In the words of Yann LeCun, Generative Adversarial Networks (GANs) are "The most interesting idea in Machine Learning in the last 10 years". This is not surprising since GANs have been able to generate almost anything from high resolution images of people "resembling" celebrities, building layouts and blueprints all the way to memes. Their strength lies in their incredible ability to model complex distributions. While autoencoders have attempted to be as versatile as GANs, they have (at least until now) not had the same generative power as GANs and historically have learnt entangled representations. The authors of the paper draw inspiration from recent progress in GANs and propose a novel autoencoder which addresses these fundamental limitations. In the next few sections, we'll dive deeper and find out how.
-> Source <-
An autoencoder is a combination of an encoder function, $g_{\phi}(x)$, which takes in input data and converts it into a different representation; and a decoder function, $f_{\theta}(z)$, which takes this representation back to the original domain. Here $z = g_{\phi}(x)$ is the latent representation of the input. Thus an encoder compresses high dimensional input space (the data) into low dimensional latent space (the representation). While the decoder reconstructs the given representation back to the original domain. Thus, they can combine both generative and representational properties by learning an encoder-generator(decoder) map simultaneously.
-> Basic Autoencoder (Source) <-
A GAN stages a battle between two adversaries, namely, the Generator($G$) and the Discriminator($D$). As the name suggests, a generator is responsible for learning the latent space($Z$), which is a known prior $p(z)$, to generate new images, representing synthetic distribution $q(x)$, without directly encoding the image to that latent space as we were doing with an autoencoder. The discriminator, on the other hand, is responsible for telling apart the generated images from those present in the training dataset, which represents the true distribution $p_D(x)$. GANs aims at learning $G$ such that $q(x)$ is as close as $p_D(x)$. This is achieved by playing a zero sum two player game with the discriminator. You can read more on autoencoder, GAN and latent representation here.
-> Basic GAN (Source) <-
Even though the autoencoders have been extensively studied, some issues have not been fully discussed and they are:
Points in the latent space holds relevant information about the input data distribution. If these points are less entangled amongst themselves, we would then have more control over the generated data, as each point contributes to one relevant feature in the data domain. The authors of Adversarial Latent Autoencoder have designed an autoencoder which can address both the issues mentioned above jointly.
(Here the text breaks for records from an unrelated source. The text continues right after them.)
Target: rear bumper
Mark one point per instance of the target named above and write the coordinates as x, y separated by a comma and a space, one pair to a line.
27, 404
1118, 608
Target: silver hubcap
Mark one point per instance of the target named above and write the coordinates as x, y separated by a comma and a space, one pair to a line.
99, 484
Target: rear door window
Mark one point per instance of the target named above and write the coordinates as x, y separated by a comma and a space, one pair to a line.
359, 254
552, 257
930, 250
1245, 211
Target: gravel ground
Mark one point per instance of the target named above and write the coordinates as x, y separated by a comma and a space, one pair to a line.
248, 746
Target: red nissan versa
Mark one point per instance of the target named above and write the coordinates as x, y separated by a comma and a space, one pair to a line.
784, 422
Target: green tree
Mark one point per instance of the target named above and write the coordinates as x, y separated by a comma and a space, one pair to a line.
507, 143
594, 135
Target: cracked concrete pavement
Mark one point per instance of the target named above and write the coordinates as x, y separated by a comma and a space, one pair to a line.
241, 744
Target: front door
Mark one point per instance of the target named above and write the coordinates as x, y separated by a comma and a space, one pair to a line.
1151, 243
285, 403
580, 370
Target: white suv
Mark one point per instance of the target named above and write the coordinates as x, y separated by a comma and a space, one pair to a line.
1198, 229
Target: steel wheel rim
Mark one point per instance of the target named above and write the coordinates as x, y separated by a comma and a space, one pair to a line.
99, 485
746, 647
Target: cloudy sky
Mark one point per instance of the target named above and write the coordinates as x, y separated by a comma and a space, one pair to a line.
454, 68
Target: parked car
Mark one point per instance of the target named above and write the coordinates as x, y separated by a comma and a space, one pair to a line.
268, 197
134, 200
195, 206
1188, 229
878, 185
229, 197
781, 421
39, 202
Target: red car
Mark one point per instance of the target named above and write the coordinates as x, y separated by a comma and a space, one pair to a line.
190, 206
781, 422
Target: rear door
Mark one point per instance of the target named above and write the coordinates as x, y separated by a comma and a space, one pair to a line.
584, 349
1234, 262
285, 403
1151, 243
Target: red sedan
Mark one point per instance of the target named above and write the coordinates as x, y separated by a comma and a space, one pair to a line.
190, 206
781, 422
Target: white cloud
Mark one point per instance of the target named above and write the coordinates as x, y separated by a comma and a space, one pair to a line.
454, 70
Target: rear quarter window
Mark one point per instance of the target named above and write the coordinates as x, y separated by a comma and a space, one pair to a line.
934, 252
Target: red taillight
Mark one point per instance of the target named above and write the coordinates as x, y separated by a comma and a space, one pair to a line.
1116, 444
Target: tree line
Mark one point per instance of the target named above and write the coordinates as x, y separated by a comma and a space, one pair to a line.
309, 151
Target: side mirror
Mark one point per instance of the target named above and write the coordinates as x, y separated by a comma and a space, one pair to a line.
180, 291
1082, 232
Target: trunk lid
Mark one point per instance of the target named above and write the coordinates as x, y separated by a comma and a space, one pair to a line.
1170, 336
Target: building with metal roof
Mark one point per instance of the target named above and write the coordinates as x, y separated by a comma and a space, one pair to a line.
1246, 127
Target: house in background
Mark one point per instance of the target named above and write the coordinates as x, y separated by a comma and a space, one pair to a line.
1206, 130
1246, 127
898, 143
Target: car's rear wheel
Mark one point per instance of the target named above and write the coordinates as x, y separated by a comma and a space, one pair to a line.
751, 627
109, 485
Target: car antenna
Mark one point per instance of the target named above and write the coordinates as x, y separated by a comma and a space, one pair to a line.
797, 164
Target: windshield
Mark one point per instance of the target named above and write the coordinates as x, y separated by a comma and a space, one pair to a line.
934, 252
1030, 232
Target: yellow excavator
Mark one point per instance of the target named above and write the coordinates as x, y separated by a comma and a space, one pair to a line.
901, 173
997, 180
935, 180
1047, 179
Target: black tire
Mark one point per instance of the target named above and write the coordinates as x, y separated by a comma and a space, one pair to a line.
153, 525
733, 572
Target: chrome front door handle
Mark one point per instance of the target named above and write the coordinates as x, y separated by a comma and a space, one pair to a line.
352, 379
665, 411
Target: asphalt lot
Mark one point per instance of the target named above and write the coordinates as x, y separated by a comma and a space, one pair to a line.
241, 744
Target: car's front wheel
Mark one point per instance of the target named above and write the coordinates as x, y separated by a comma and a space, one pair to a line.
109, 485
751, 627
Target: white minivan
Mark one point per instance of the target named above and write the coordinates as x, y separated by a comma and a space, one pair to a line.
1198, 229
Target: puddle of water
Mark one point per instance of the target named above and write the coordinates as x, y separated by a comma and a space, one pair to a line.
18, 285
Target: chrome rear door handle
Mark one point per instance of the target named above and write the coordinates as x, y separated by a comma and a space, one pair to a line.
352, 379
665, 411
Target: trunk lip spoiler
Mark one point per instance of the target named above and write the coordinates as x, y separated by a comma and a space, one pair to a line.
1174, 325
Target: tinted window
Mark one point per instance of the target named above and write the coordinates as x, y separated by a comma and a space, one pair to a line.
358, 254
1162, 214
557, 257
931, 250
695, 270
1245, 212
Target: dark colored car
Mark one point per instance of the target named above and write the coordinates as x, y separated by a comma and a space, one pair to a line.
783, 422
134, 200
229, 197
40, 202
Next, let's take a closer look at the architecture.
The ALAE architecture is a modification of original GAN by decomposing the Generator$(\textbf{G})$ and Discriminator$(\textbf{D})$ networks into two networks such that: $\textbf{G}$ = $\textit{G} \circ \textit{F}$ and $\textbf{D}$ = $\textit{D} \circ \textit{E}$. The architecture is shown in Figure 3. It's assumed that the latent space between both the decomposed networks is same and is denoted as $\mathcal{W}$. Let's go through each network block one by one.
-> Architecture of ALAE (Source) <-
This network is responsible to convert the prior distribution $p(z)$ to an intermediate latent ($\omega$) distribution, $q_F(\omega)$. It has been shown in this paper that an intermediate latent space, far imposed from the input space, tends to have better disentanglement properties. The authors of ALAE, have assumed $\textit{F}$ to be a deterministic map in most general cases.
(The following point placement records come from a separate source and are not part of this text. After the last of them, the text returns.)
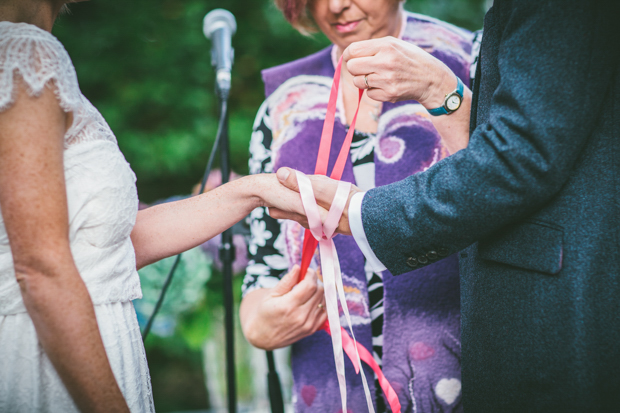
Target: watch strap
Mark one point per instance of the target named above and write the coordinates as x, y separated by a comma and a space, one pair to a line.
442, 110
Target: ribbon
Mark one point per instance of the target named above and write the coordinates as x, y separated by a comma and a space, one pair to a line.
322, 234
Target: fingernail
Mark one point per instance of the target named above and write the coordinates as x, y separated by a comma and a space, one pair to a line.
283, 174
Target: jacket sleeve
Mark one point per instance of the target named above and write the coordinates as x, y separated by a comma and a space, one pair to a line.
556, 60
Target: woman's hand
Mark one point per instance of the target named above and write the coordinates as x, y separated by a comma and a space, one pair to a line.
324, 189
396, 70
277, 317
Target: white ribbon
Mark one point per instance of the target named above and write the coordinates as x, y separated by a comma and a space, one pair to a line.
332, 276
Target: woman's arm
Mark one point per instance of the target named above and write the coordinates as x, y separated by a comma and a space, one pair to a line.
399, 71
34, 208
168, 229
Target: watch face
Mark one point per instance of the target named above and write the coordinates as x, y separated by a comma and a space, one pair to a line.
453, 102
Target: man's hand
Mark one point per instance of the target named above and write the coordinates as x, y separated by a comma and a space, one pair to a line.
397, 71
324, 191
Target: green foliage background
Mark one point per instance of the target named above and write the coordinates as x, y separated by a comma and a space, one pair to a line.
145, 64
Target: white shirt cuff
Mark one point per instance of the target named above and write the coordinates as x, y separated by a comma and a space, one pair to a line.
357, 229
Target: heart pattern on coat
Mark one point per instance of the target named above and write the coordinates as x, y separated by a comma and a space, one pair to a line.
448, 390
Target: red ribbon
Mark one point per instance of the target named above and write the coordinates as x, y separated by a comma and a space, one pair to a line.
310, 243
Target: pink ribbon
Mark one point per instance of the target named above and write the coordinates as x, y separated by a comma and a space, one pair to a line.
322, 235
332, 277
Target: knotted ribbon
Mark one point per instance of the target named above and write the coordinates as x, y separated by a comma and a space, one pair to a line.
322, 235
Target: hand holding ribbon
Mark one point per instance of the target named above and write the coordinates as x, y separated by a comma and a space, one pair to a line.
322, 234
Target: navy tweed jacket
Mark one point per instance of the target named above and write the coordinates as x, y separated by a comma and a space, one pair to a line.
533, 204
Thus $\textit{F}$ takes in samples from known prior, $p(z)$, and outputs $q_F(\omega)$.
Network definition in Model
class in model.py
## (F) Mapping from known prior p(z)->W
self.mapping_fl = MAPPINGS["MappingFromLatent"](
num_layers=2 * layer_count,
latent_size=latent_size,
dlatent_size=latent_size,
mapping_fmaps=latent_size,
mapping_layers=mapping_layers)
In the generate
method of the same class, this is how self.mapping_fl
is used.
if z is None:
z = torch.randn(count, self.latent_size)
## (F) maps p(z) to latent distribution, W
styles = self.mapping_fl(z)[:, 0]
This is the good old generator from our GAN. But with two differences:
The input to our old Generator is sampled directly from the latent space, whereas now the input to our generator is the intermediate latent space which you will soon realize is learned from the space of the input training data.
The output of our old Generator is fed to the Discriminator which is nothing more than a binary classifier. In ALAE architecture design the output of $\textbf{G}$ is fed to an Encoder($\textit{E}$) as shown in the figure above.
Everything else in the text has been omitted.